Плещеев явно хотел утешить автора. С Григоровичем у него были свои счеты. К тому же он надеялся заполучить новую пьесу в «Северный вестник», поэтому с легкой душой бранил комитет: «Какое нам дело до того, что она не сценична». Однако почти полгода спустя, прочитав пьесу, Плещеев написал, что это первая вещь Чехова, которая его не удовлетворила и не оставила в нем никакого впечатления. Посему напрасно подозревать Григоровича в неискренности и злопамятности – он и вправду мог счесть «Лешего» слабой, несценичной пьесой. Вспоминал ли он это заседание и свои слова, когда через два года критики упрекали его за пьесу «Замшевые люди»? В ней тоже увидели «театральную повесть», сочинение для чтения, а не для сцены, говорили, что нет действия, много разговоров, дидактики.
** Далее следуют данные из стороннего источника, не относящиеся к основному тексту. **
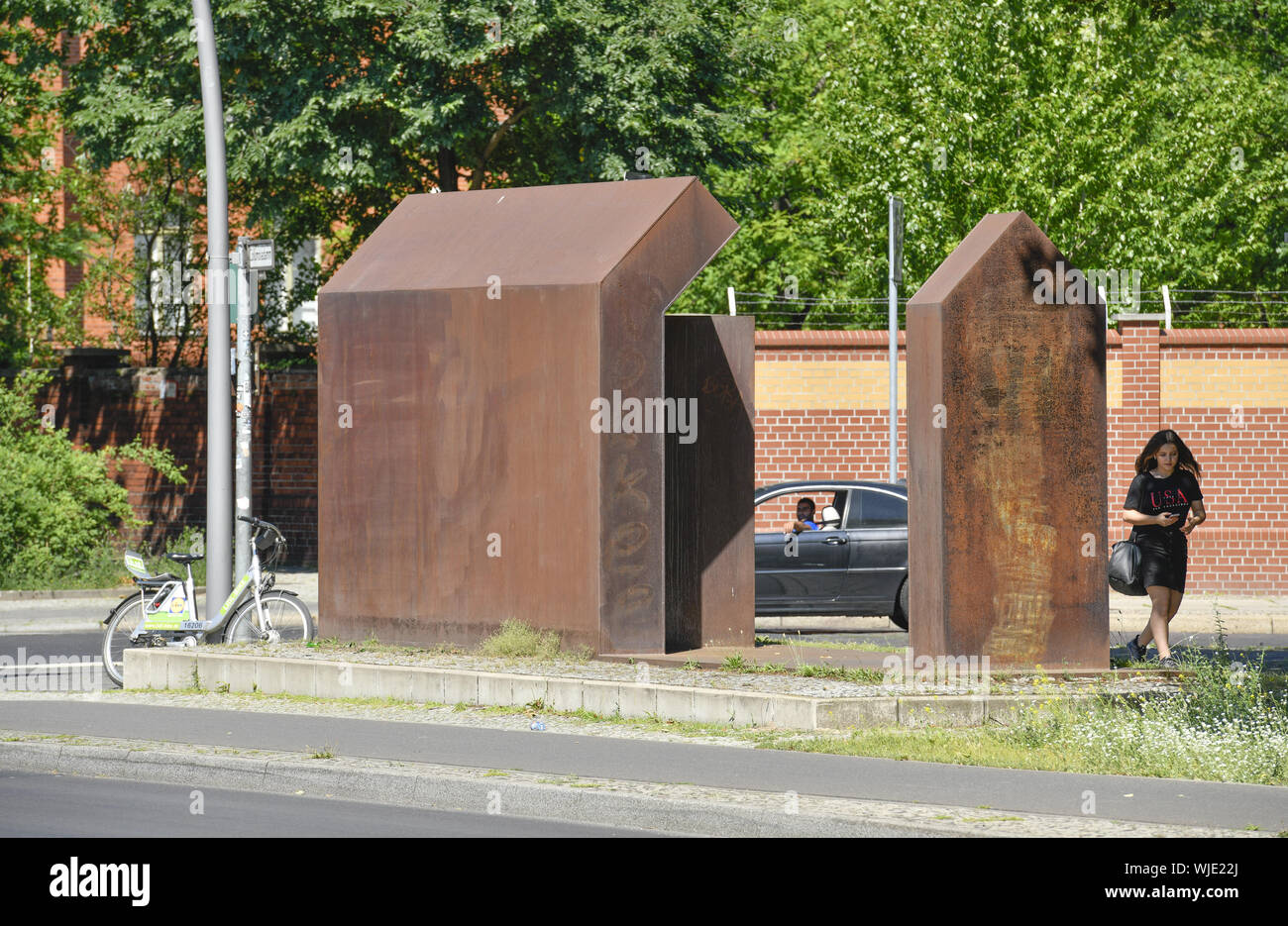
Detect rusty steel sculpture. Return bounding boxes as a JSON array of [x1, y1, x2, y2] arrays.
[[318, 177, 755, 653], [907, 213, 1109, 669]]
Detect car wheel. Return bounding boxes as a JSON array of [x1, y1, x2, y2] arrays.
[[890, 577, 909, 630]]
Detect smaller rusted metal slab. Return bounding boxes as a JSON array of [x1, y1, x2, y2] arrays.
[[909, 213, 1109, 669]]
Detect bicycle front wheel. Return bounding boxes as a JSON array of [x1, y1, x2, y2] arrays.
[[103, 595, 143, 686], [224, 591, 316, 643]]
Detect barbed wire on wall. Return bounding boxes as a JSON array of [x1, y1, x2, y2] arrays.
[[733, 290, 1288, 330]]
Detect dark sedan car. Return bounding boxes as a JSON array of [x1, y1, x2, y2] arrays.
[[756, 479, 909, 630]]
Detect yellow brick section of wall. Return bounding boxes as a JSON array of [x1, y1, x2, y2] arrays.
[[756, 360, 1123, 411], [1164, 353, 1288, 408]]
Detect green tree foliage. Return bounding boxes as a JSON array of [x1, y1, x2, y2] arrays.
[[688, 0, 1288, 326], [0, 371, 185, 587], [0, 16, 101, 367]]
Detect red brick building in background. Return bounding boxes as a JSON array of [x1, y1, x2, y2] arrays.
[[35, 316, 1288, 595]]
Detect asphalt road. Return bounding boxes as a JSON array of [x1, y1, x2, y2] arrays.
[[0, 699, 1288, 832], [0, 772, 665, 839]]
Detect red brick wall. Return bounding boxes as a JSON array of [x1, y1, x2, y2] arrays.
[[756, 320, 1288, 593]]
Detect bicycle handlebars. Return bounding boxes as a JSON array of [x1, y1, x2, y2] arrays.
[[237, 514, 286, 540]]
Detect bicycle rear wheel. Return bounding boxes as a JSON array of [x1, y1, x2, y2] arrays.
[[103, 595, 143, 686], [224, 591, 316, 643]]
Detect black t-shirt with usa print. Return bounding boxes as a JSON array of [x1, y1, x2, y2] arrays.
[[1124, 468, 1203, 535]]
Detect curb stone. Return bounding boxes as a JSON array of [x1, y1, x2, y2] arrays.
[[125, 649, 1127, 730]]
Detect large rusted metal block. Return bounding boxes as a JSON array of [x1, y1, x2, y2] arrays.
[[318, 177, 755, 652], [909, 213, 1109, 669]]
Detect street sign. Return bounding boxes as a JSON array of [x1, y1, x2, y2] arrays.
[[246, 239, 275, 270], [890, 196, 903, 284], [228, 252, 241, 325]]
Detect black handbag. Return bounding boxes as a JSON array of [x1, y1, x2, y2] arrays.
[[1109, 531, 1149, 596]]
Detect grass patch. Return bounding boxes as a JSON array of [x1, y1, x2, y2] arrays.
[[759, 652, 1288, 784], [756, 636, 905, 653], [478, 620, 592, 662], [720, 653, 885, 685]]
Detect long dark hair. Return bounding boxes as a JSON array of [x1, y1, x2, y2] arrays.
[[1136, 429, 1203, 476]]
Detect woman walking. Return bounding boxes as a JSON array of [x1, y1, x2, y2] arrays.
[[1124, 430, 1207, 669]]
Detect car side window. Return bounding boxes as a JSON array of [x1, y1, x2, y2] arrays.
[[845, 489, 909, 528], [860, 492, 909, 527]]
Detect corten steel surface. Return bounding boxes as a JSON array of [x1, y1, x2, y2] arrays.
[[909, 213, 1109, 669], [665, 316, 756, 653], [318, 177, 754, 652]]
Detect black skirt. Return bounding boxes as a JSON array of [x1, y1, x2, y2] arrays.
[[1130, 529, 1190, 591]]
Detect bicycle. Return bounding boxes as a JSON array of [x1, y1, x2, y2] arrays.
[[103, 515, 317, 685]]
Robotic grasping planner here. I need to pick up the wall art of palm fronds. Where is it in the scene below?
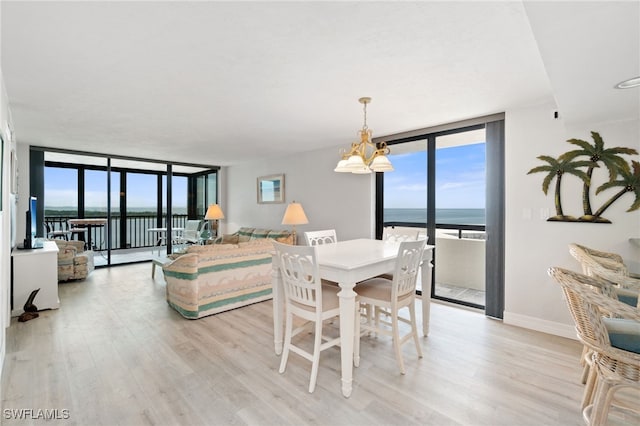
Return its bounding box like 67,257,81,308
527,132,640,223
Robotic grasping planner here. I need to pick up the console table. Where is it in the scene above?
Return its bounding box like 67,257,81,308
11,241,60,316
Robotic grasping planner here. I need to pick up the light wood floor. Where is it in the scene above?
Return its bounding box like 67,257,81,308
1,264,631,426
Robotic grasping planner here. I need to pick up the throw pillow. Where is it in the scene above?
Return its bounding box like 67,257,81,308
251,229,269,240
276,234,293,245
220,234,240,244
236,228,255,242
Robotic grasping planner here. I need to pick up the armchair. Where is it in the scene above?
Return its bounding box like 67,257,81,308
54,239,95,281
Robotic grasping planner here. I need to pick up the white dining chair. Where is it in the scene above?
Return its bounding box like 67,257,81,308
273,241,340,393
354,240,425,374
304,229,338,246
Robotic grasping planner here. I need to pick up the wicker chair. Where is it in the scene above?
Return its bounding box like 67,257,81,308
549,268,640,426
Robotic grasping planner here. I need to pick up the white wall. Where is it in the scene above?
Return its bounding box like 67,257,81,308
504,104,640,338
0,70,15,382
225,148,375,244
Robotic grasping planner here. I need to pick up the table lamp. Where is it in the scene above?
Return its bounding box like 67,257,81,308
282,201,309,246
204,204,224,238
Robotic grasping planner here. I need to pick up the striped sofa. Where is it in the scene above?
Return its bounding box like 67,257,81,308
162,238,280,319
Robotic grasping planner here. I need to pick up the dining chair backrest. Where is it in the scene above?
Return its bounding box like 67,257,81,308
548,268,640,425
391,240,426,301
304,229,338,246
569,243,629,276
273,241,322,312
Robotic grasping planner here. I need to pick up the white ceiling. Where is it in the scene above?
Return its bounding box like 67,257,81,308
0,1,640,165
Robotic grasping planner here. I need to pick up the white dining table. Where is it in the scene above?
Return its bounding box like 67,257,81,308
272,239,434,397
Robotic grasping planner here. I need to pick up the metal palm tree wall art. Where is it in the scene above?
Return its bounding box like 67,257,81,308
527,132,640,223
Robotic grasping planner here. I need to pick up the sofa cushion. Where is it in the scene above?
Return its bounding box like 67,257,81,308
267,230,291,241
251,228,271,240
220,234,240,244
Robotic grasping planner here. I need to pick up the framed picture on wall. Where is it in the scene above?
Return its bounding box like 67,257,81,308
258,174,284,204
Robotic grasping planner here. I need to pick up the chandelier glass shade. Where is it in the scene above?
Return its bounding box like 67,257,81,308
334,98,393,174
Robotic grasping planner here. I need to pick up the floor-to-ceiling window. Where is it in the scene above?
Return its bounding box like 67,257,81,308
376,115,504,317
32,147,218,266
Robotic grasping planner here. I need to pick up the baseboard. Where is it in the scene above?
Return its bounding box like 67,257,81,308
503,312,577,340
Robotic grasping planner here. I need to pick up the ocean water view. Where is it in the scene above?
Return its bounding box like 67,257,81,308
384,208,485,225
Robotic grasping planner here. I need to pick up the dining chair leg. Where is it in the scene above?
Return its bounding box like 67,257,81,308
353,302,360,367
309,320,322,393
279,312,293,374
391,313,405,374
582,362,598,410
589,378,611,426
409,303,422,358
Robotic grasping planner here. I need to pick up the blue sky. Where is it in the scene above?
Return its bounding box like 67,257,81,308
44,167,187,209
45,143,485,208
384,143,486,209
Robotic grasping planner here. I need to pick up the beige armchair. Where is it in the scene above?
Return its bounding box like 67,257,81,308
54,239,95,281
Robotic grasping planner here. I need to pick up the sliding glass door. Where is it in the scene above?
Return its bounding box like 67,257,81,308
376,116,504,318
39,147,218,267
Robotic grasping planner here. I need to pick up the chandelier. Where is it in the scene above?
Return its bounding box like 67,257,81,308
333,97,393,174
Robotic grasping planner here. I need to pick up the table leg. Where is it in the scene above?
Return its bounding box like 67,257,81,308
338,282,356,398
271,256,284,355
420,250,433,337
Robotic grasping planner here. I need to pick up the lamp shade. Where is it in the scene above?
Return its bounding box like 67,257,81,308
204,204,224,220
282,201,309,225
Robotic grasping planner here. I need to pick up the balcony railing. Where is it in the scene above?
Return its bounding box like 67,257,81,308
384,222,486,307
45,214,187,250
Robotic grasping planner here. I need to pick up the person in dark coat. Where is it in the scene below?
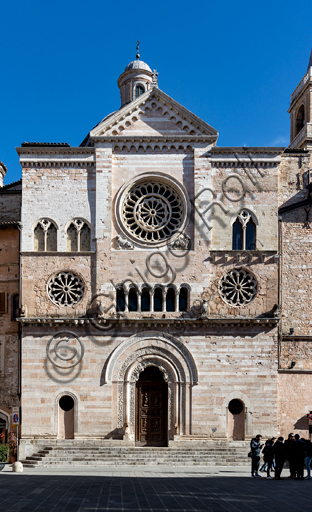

Недостатки своего «Лешего» Чехов знал лучше членов комитета. И, видимо, ждал не похвалы, а понимания. Но Григорович понял пьесу так, как смог. Может быть, Чехова удивило не столько то, что Григорович сказал на заседании, сколько то, что он говорил в петербургских гостиных. Будто в героях пьесы, стареющем профессоре и его молодой жене, угадывается чета Сувориных. Узнав об этом из письма самого Суворина, Чехов пошутил по поводу таких разговоров и тех, кто их вел: «И как бы все они обрадовались, если бы я подсыпал Вам в чай мышьяку или оказался шпионом, служащим в III отделении. <…> На днях я встретился в театре с одним петербургским литератором. <…> Узнав от меня, что летом в разное время перебывали у меня Плещеев, Баранцевич, Вы, Свободин и другие, он сочувственно вздохнул и сказал:
– Напрасно вы думаете, что это хорошая реклама. Вы слишком ошибаетесь, если рассчитываете на них.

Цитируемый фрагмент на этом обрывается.